AFAIK Azul is pauseless - it never "stops the world". Sure, it stops each thread (that's pretty much required for any synchronization mechanism, especially if you also need to determine the thread's roots), but it never stops all threads at once ("the world").
It never stops the world for full heap collection, but there is a synchronization point where all threads have to check in. This is the only thing required, so you have GC pauses, just really, really small ones. That's why I said, that practically, GC pauses are no longer relevant.
That's not correct. Unless it changed recently, Zing still has safe points as it's basically a fork of HotSpot and HotSpot pauses programs for all kinds of reasons beyond GC.
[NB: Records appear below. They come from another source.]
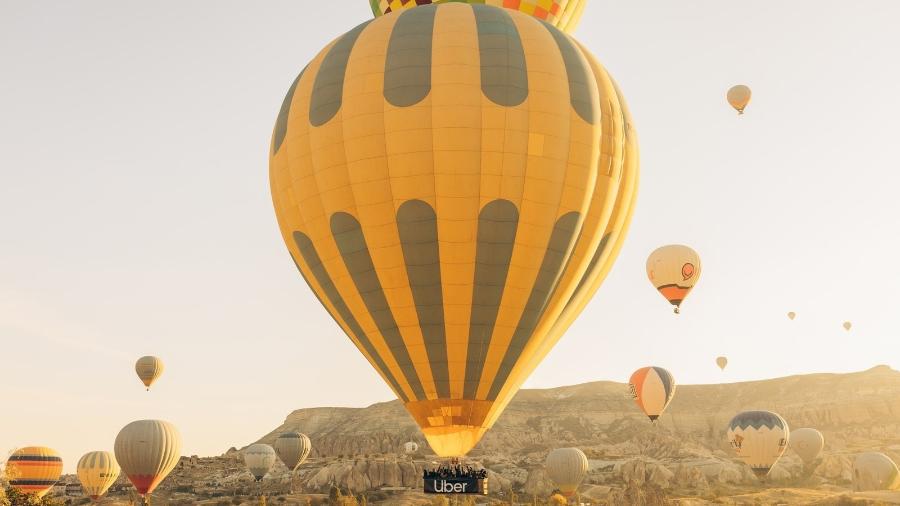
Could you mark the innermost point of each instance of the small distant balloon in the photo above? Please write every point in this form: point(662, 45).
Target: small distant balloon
point(674, 270)
point(148, 369)
point(739, 96)
point(259, 458)
point(722, 362)
point(652, 389)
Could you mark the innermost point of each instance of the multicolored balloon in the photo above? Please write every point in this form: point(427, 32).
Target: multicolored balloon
point(674, 270)
point(292, 449)
point(418, 179)
point(566, 467)
point(652, 389)
point(739, 97)
point(147, 451)
point(34, 469)
point(563, 14)
point(97, 471)
point(758, 438)
point(808, 444)
point(148, 369)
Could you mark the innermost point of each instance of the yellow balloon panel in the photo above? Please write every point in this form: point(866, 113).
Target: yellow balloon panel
point(442, 178)
point(34, 469)
point(563, 14)
point(674, 270)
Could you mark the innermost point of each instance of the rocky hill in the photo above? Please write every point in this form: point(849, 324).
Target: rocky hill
point(682, 459)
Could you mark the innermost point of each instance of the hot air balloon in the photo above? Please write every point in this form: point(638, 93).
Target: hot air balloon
point(567, 468)
point(148, 369)
point(759, 439)
point(808, 444)
point(33, 469)
point(292, 449)
point(652, 389)
point(739, 97)
point(431, 164)
point(674, 270)
point(147, 451)
point(875, 471)
point(722, 362)
point(97, 471)
point(259, 458)
point(563, 14)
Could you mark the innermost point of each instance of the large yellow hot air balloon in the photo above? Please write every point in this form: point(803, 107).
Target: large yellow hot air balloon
point(563, 14)
point(739, 96)
point(808, 444)
point(875, 471)
point(567, 468)
point(148, 369)
point(147, 451)
point(33, 469)
point(758, 438)
point(292, 449)
point(652, 389)
point(97, 471)
point(453, 182)
point(674, 270)
point(722, 362)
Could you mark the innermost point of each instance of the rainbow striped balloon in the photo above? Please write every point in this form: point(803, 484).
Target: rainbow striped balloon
point(34, 469)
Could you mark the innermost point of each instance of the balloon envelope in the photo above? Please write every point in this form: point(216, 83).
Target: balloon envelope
point(292, 449)
point(808, 443)
point(147, 451)
point(563, 14)
point(739, 96)
point(148, 369)
point(97, 471)
point(33, 469)
point(722, 362)
point(453, 218)
point(567, 468)
point(259, 458)
point(875, 471)
point(758, 438)
point(674, 270)
point(652, 389)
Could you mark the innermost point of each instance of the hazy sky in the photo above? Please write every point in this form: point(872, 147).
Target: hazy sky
point(136, 215)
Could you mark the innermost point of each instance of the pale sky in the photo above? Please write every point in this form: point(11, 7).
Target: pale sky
point(136, 216)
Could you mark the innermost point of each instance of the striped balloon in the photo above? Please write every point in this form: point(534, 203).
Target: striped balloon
point(292, 449)
point(652, 389)
point(758, 438)
point(563, 14)
point(454, 182)
point(97, 471)
point(148, 369)
point(148, 450)
point(567, 468)
point(34, 469)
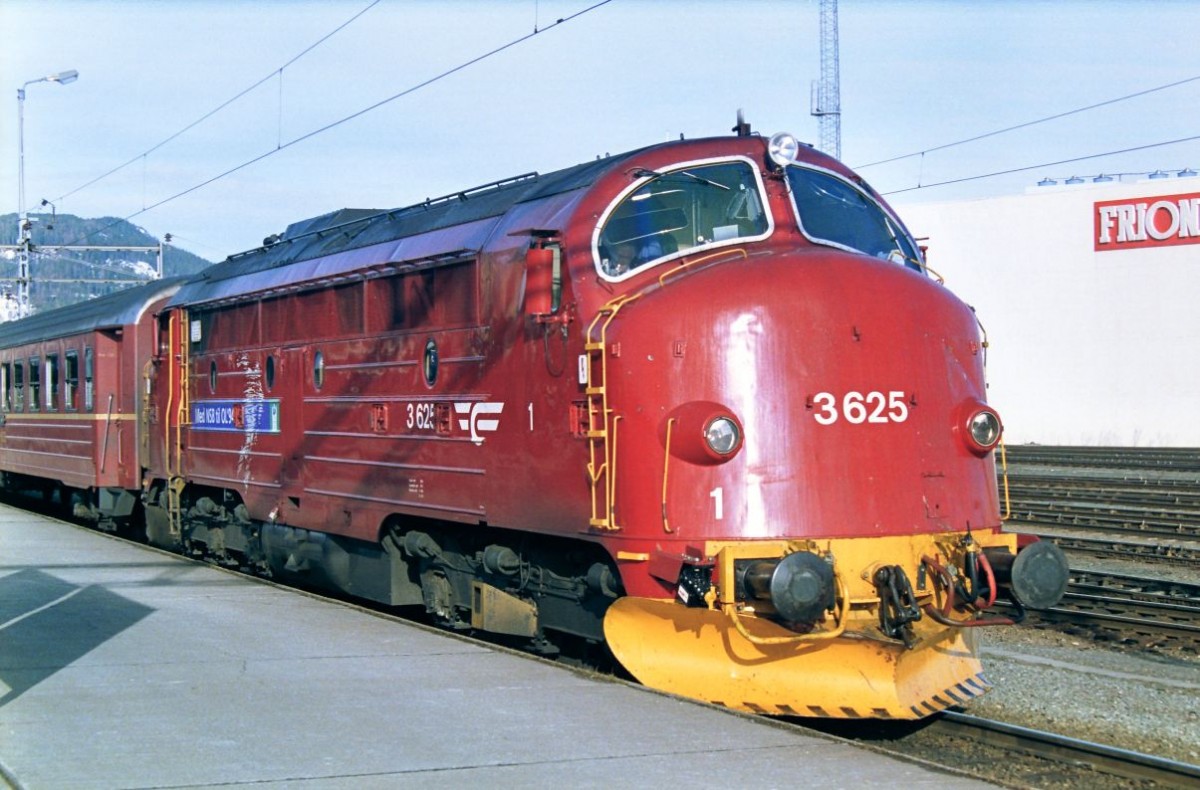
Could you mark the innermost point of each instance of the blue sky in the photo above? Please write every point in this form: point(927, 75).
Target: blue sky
point(915, 75)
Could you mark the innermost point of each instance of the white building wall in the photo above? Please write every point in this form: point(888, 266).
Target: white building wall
point(1086, 347)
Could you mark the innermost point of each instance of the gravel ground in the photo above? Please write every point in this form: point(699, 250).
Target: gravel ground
point(1074, 686)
There's a talk on YouTube where they discuss their work to drive down safe point pause times. They eventually made the pauses so fast it hardly matters, but it wasn't technically completely pauseless.
Yes, Azul's C4 paper states that they do use some "synchronisation" stop-the-world phases (although their previous GCs that had hardware/kernel read barriers might not have), but IIRC Doligez-Leroy GC doesn't (although I'm not sure it was ever properly implemented).
On the other hand, Shenandoah has an explicit synchronisation phase in its algorithm (not sure if that's a fundamental property of the algorithm or just a JVM limitation though). From [0] (that was 2 years ago, things might have improved since, but I can't find a more recent version).
They had synchronization points on the hardware platform as well. The difference is that they had some amount of hardware support that made the thread check-in extremely fast.